Freakling by Lana Krumwiede
In twelve-year-old Taemon’s city, everyone has a power called psi — the ability to move and manipulate objects with their minds. When Taemon loses his psi in a traumatic accident, he must hide his lack of power by any means possible. But a humiliating incident at a sports tournament exposes his disability, and Taemon is exiled to the powerless colony.
The “dud farm” is not what Taemon expected, though: people are kind and open, and they actually seem to enjoy using their hands to work and play and even comfort their children. Taemon adjusts to his new life quickly, making friends and finding unconditional acceptance.
But gradually he discovers that for all its openness, there are mysteries at the colony, too—dangerous secrets that would give unchecked power to psi wielders if discovered.
When Taemon unwittingly leaks one of these secrets, will he have the courage to repair the damage—even if it means returning to the city and facing the very people who exiled him?
The concept of this book is very interesting and intriguing. It was presented decently, but didn’t wow me whatsoever. I found the story actually rather dull considering the unique concept. Unfortunately, I was bored the majority of the time and found myself skimming in parts. It really failed to captivate me and I had to force myself to continue, which nobody wants to do.
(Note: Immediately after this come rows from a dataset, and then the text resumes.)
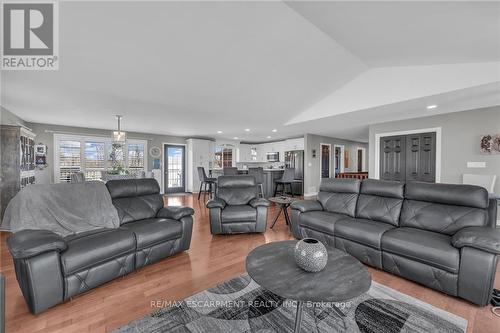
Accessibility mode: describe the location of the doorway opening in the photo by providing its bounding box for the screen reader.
[320,143,332,178]
[163,144,186,193]
[357,147,366,172]
[334,145,344,177]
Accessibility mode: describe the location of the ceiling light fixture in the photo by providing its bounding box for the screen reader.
[111,115,127,144]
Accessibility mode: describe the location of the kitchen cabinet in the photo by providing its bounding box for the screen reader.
[284,138,304,151]
[236,143,258,162]
[236,144,251,162]
[0,125,35,217]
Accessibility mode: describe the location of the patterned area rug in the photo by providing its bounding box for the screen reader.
[115,274,467,333]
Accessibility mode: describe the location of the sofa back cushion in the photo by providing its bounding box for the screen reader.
[217,176,257,205]
[356,179,405,226]
[318,178,361,217]
[106,178,164,224]
[400,182,488,235]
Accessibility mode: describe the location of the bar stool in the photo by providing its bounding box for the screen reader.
[198,167,217,200]
[248,167,264,198]
[273,168,295,197]
[222,167,238,176]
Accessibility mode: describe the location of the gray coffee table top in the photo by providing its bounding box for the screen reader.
[267,196,299,205]
[246,240,372,302]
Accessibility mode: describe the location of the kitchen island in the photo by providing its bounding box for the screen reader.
[210,168,284,198]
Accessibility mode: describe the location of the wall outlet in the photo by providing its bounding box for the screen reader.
[467,162,486,168]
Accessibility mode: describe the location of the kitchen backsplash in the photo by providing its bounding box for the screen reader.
[236,162,285,169]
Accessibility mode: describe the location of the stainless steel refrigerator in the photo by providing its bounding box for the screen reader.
[285,150,304,195]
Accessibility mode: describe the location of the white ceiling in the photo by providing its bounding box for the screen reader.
[1,1,500,141]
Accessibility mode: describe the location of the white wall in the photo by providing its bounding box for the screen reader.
[369,106,500,193]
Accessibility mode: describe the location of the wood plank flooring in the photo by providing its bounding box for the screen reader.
[0,195,500,333]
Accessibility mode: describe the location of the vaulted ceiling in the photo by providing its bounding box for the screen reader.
[1,1,500,141]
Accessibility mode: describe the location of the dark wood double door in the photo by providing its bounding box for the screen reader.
[380,132,436,182]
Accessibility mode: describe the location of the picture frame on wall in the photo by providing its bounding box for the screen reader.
[479,134,500,154]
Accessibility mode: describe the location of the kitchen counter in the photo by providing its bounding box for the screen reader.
[210,169,284,198]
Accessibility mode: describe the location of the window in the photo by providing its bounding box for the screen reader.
[83,142,105,180]
[58,141,81,182]
[215,146,233,169]
[54,134,147,182]
[127,143,144,175]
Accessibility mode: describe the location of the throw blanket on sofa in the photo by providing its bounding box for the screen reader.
[2,181,120,237]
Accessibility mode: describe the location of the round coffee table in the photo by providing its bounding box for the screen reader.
[246,240,372,332]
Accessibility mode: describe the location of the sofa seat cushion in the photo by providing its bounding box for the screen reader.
[61,229,135,275]
[120,217,182,249]
[299,211,354,236]
[382,228,460,274]
[221,205,257,223]
[335,219,394,250]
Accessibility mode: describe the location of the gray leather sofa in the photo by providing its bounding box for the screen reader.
[207,176,269,235]
[7,179,194,314]
[291,179,500,306]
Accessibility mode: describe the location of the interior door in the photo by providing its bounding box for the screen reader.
[380,136,406,181]
[406,133,436,182]
[164,145,186,193]
[380,132,436,182]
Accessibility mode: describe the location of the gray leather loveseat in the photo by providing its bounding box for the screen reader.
[207,176,269,235]
[291,179,500,306]
[7,179,194,314]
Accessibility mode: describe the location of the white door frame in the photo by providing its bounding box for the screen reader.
[356,147,366,172]
[319,143,332,183]
[160,142,188,194]
[373,127,442,183]
[333,145,345,173]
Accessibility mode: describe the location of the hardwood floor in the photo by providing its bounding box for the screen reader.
[0,195,500,333]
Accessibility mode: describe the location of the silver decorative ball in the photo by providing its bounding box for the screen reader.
[294,238,328,272]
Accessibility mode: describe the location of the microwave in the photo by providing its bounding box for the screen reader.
[266,152,280,162]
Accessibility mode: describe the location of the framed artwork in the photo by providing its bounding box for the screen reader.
[149,146,161,158]
[479,134,500,154]
[153,158,161,169]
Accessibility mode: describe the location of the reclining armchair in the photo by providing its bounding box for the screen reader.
[207,176,269,235]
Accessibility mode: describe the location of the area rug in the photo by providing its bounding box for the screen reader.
[115,274,467,333]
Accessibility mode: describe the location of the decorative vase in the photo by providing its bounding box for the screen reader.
[294,238,328,272]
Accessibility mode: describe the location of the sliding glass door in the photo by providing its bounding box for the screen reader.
[164,145,186,193]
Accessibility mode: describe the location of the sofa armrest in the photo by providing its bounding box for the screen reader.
[207,198,226,209]
[156,206,194,220]
[7,229,68,259]
[248,198,271,208]
[451,227,500,254]
[488,198,498,228]
[290,200,323,213]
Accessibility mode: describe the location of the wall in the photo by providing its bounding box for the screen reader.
[369,107,500,193]
[0,106,26,126]
[304,134,369,195]
[26,123,186,184]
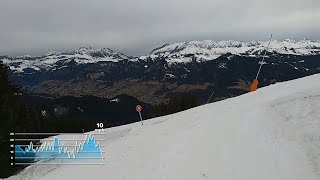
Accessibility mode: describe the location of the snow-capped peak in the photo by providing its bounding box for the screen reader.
[1,47,131,72]
[150,39,320,63]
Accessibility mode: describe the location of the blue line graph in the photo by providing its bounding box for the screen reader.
[15,135,104,164]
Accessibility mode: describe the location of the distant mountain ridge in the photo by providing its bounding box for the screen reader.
[0,40,320,104]
[0,39,320,73]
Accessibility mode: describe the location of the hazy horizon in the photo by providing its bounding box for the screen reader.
[0,0,320,56]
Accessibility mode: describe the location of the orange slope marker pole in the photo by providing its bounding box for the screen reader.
[251,34,272,92]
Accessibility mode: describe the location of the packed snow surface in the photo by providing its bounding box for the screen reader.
[3,75,320,180]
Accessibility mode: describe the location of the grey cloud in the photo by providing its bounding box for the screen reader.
[0,0,320,55]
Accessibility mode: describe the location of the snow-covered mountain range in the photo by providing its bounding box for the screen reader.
[150,39,320,63]
[1,47,131,73]
[0,40,320,104]
[4,75,320,180]
[0,39,320,73]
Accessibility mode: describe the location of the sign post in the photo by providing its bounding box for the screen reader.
[136,105,143,126]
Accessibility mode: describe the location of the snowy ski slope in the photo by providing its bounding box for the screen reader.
[4,75,320,180]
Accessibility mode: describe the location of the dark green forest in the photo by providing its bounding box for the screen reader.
[0,61,94,178]
[0,61,198,178]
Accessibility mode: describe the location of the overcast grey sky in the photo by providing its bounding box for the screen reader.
[0,0,320,55]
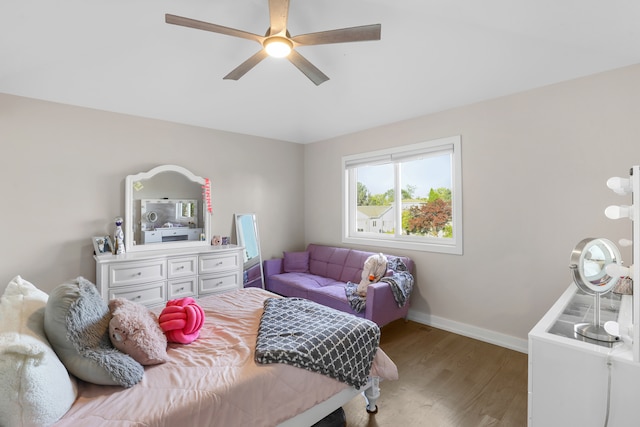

I powered through, though, because there’s really nothing wrong with the book.
The world building wasn’t up to par in my opinion. I’m left wondering how these people, who are human beings, developed psi in the first place. I’m very curious about the backstory and how this all came to be. None of this is explained, however. Life before psi isn’t even mentioned. Maybe in this world there was no life without psi and humans always had it? In that case, though, I think that needs to be mentioned somewhere so that I’m not left wondering about it.
The story was actually quite predictable for the most part, which is disappointing, especially since it has a unique concept.
Overall, I’m disappointed and I’m just glad to be done reading this book so that I can stop forcing myself to go back to it. I don’t see myself picking up the second book in the series.